Dans le gymnase Hautpoul, en ce début de nuit, 150 paires d’yeux convergent vers le formateur chargé de préparer les bénévoles à cette 7e édition de la Nuit de la Solidarité. L’atmosphère est studieuse. Fonctionnaires de la ville, militants associatifs, habitants… les volontaires répartis en équipes se préparent à quadriller le 19ème arrondissement, découpé en secteurs, afin de recenser les sans-abris. Une initiative lancée par la Ville de Paris en 2018. L’an passé, l’opération avait permis de dénombrer 3 015 personnes sans-abri, une hausse de 16 % par rapport à 2022.
Après la théorie, le cas pratique. À chaque state of affairs correspond un questionnaire spécifique : « Quatre questions, cinq minutes de réflexion. Moins si vous êtes rapides », plaisante le formateur. Bourdonnement dans la salle. Les équipes de quatre ou cinq bénévoles relisent les questions, débattent, arrêtent leurs réponses. Quelques dernières recommandations sont données, puis tout le monde partage un repas.
« Toi, tu t’occupes de l’itinéraire, moi, je vais porter les papelards »

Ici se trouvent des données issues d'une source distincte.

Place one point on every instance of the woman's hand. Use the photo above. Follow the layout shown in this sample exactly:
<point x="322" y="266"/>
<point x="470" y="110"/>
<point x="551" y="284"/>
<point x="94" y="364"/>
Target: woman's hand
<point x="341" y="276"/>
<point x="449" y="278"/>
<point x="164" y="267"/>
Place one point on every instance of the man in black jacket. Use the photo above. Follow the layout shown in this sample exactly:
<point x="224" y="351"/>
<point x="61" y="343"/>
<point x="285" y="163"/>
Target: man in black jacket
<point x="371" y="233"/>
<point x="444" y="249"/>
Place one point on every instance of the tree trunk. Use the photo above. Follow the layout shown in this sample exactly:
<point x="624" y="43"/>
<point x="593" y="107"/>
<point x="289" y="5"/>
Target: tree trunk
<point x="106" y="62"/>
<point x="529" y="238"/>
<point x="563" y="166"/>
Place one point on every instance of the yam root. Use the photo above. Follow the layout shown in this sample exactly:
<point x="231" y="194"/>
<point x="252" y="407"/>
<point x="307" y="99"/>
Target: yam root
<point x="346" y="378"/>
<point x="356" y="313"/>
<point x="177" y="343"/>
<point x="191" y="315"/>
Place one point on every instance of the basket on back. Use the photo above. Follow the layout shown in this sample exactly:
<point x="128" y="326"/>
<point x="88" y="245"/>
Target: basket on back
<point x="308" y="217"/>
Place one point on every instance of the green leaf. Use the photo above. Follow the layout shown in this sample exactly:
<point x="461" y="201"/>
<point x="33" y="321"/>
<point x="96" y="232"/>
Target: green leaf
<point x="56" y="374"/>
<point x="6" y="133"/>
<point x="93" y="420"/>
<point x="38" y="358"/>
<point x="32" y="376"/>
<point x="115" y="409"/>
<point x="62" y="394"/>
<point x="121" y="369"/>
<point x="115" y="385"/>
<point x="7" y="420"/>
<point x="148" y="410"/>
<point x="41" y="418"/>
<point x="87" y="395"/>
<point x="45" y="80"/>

Les membres de chaque équipe font connaissance, se répartissent les rôles « Toi, tu t’occupes de l’itinéraire, moi, je vais porter les papelards », prévoit Christophe, chef d’une équipe de quatre membres et fonctionnaire de la ville de Paris, qui participe pour la première fois à l’opération. Il exprime quelques appréhensions à l’adresse d’un autre bénévole : « On t’observe d’abord, tu as l’habitude », mais l’enthousiasme domine. Tous sont convaincus par le projet. « Cela permet de voir ce qui est nécessaire. Par exemple, la mairie de Paris a ouvert un centre de domiciliation, pour que les sans-abris puissent recevoir du courrier, pour les démarches administratives, pour ouvrir un compte en banque », explique Léo Kielbowicz, lui aussi chef d’équipe, et lui aussi fonctionnaire de la ville. À 22 heures, il est temps de quitter le QG.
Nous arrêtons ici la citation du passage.